Assuming the person isn’t one of thousands of public figures Wikipedia editors have taken it upon themselves to smear, of course.
Many on social media were nauseated by Big Tech muscling further into their lives, suggesting this invention would merely render humanity more unhinged.
Excellent…this seems like a psychologically healthy thing to do! 🙃
— Texas Cheetah (@texascheetah) January 22, 2021
no way. no way. I don’t give a f…. who died. they will exist in my memories and not as some chat bot. 1) its too creepy2) it cannot be good for the living person’s mental wellbeing. you will likely become detached from reality, etc. https://t.co/QBQkCD4nEp
— Jeremy Judkins (@jeremyjudkins) January 22, 2021
Others made the point that, given the direction reality was going, they weren’t particularly interested in being brought back from the dead – with some warning that the “resurrected” loved ones would almost certainly end up “speak[ing] about ads and offers.”

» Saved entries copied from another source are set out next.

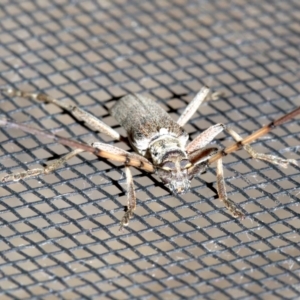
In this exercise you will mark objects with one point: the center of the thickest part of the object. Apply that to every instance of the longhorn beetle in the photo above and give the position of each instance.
(160, 144)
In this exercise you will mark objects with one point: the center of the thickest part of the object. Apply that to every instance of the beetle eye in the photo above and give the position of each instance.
(184, 163)
(169, 165)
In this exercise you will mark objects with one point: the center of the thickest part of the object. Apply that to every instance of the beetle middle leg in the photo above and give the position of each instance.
(96, 124)
(203, 95)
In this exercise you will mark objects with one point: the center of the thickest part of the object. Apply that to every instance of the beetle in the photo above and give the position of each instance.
(160, 144)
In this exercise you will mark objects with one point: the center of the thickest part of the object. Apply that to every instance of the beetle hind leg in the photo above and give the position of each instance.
(131, 199)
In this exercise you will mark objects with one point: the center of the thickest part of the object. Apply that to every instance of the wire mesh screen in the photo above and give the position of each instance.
(59, 233)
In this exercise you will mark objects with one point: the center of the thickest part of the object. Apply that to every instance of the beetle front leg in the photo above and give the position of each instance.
(221, 188)
(131, 199)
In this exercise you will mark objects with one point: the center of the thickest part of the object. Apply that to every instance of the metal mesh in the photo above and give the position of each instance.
(59, 233)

“Sorry kids, your great-aunt Ginny is dead but you can still talk to her. She is now a chatbot working for Hyatt customer service.” https://t.co/xJtbBbzffv
— Will Limestall 🇺🇸 (@WLimestall) January 22, 2021
And more than a few people found the invention too close to ‘Black Mirror’ – the TV series of self-contained dystopias showcasing the pitfalls of modern technology – for comfort. In the episode ‘Be Right Back’, the female lead has her dead boyfriend brought back first as a chatbot and later as a full-on android replica – though her initial happiness at being reunited is quickly replaced by irritation over the many ways in which the “new” model falls short of the old.
‘Have we learned nothing?’ Black mirror was predictive programming to get us used to this idea!
— Ain’t No Such Thing As Asymptomatic (@EnoughEnough123) January 22, 2021
Microsoft’s version seems considerably less high-tech than ‘Black Mirror’s’ walking, talking reanimated boyfriend. Diagrams included with the patent prominently feature smartphone-like user interfaces, which would seriously detract from the illusion of, say, walking hand in hand with one’s dead beau along the beach. However, by locking in the patent at this early stage, Microsoft may be able to squeeze money out of future models even if it doesn’t manufacture them itself.
‘Black Mirror’ episodes have proved rich territory for mining by technology companies. One need only witness the scramble to be the first to come out with a real-life version of ‘Nosedive’, a nightmare ‘social credit score’ scenario in which people rate each other in real-time and a respectable middle-class woman can become a despised ‘untouchable’ overnight.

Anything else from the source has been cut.